La narration se rapporte au plumage, puisqu'on a l'impression d'assister à une suite de fragments de vie sans liens entre eux, avec un montage aride qui rappelle parfois celui de Bruno Dumont. Le film raconte l'histoire d'une fugue, mais se passe aux deux-tiers dans une caravane échouée dans la campagne, et Isild Le Besco choisit d'étirer le temps, filmant intégralement un long déplacement ou un acte quotidien, et coupant au milieu d'une des rares actions.

Je me suis vite interrogé (j'avais le temps...) sur la raison essentielle qui faisait que je restais à ce point à l'extérieur de cette histoire : était-ce la radicalité narrative qui me détournait du récit, ou l'histoire elle-même qui ne m'intéressait qu'aussi peu ? Pourtant, les personnages sont atypiques : Nicolas, marmonnant "Je sais pas" comme réponse à toutes les questions qu'on lui pose, avec son orthographe et son écriture de redoublant de CP, et qui pourtant se passionne pour "L'Eveil du Printemps, Tragédie enfantine", de Paul Wedekind, une pièce qui racontait - déjà - en 1906 la révolte d'adolescents contre l'école et l'ordre parental. Autant Nicolas est mutique, autant Charly est logorrhéique, ne connaissant comme mode que l'impératif, maniaco-obsessionnelle de la propreté et cherchant à ranger Nicolas comme ces objets enfantins qu'elle collectionne.

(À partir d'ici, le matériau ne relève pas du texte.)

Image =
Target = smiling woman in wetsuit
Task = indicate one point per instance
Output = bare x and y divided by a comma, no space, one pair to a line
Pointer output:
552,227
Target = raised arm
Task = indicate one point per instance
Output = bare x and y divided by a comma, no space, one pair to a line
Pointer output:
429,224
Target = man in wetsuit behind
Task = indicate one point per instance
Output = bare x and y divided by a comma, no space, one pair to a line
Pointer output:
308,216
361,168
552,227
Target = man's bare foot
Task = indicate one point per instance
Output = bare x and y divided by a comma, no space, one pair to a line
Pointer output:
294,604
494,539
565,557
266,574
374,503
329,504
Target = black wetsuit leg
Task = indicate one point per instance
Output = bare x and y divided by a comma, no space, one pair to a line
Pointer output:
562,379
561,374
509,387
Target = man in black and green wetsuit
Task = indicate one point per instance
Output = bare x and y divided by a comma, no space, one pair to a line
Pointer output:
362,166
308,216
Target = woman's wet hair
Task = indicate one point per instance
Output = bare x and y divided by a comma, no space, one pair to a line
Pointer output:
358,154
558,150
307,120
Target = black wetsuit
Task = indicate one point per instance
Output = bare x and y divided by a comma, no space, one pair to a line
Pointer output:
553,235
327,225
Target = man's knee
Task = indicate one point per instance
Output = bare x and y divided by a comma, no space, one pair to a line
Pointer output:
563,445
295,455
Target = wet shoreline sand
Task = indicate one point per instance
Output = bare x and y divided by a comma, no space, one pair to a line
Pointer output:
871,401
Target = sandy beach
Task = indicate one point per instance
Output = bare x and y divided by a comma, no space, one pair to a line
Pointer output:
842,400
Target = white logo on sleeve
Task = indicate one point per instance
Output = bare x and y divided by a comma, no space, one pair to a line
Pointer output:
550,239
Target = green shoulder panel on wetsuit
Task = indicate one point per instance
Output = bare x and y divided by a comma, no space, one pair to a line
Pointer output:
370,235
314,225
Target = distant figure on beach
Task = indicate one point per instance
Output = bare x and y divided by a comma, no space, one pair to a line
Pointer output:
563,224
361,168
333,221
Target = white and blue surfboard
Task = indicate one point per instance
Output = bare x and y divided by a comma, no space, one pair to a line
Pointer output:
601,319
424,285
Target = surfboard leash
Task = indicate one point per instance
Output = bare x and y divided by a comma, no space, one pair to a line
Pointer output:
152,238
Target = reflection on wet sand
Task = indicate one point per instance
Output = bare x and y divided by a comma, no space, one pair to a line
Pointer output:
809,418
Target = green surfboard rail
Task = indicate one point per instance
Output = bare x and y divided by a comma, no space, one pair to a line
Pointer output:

Je crois finalement que c'est cette volonté si voyante de faire vrai qui rend encore plus flagrante la démarche hper-intellectualisée de la réalisatrice, et que malgé l'énergie de Julie-Marie Parmentier, ses personnages restent épouvantablement littéraires. Comme tant d'autres films sur des adolescents jetés sur la route, comme "Les 400 Coups", "La Petite Voleuse" ou le "Thé au Harem d'Archimède", la fugue s'achève face à la mer. Mais là, et c'est symptomatique, le personnage s'est évaporé - et 25 % des spectateurs de l'Elysée-Lincoln avec, soit 1 sur 4.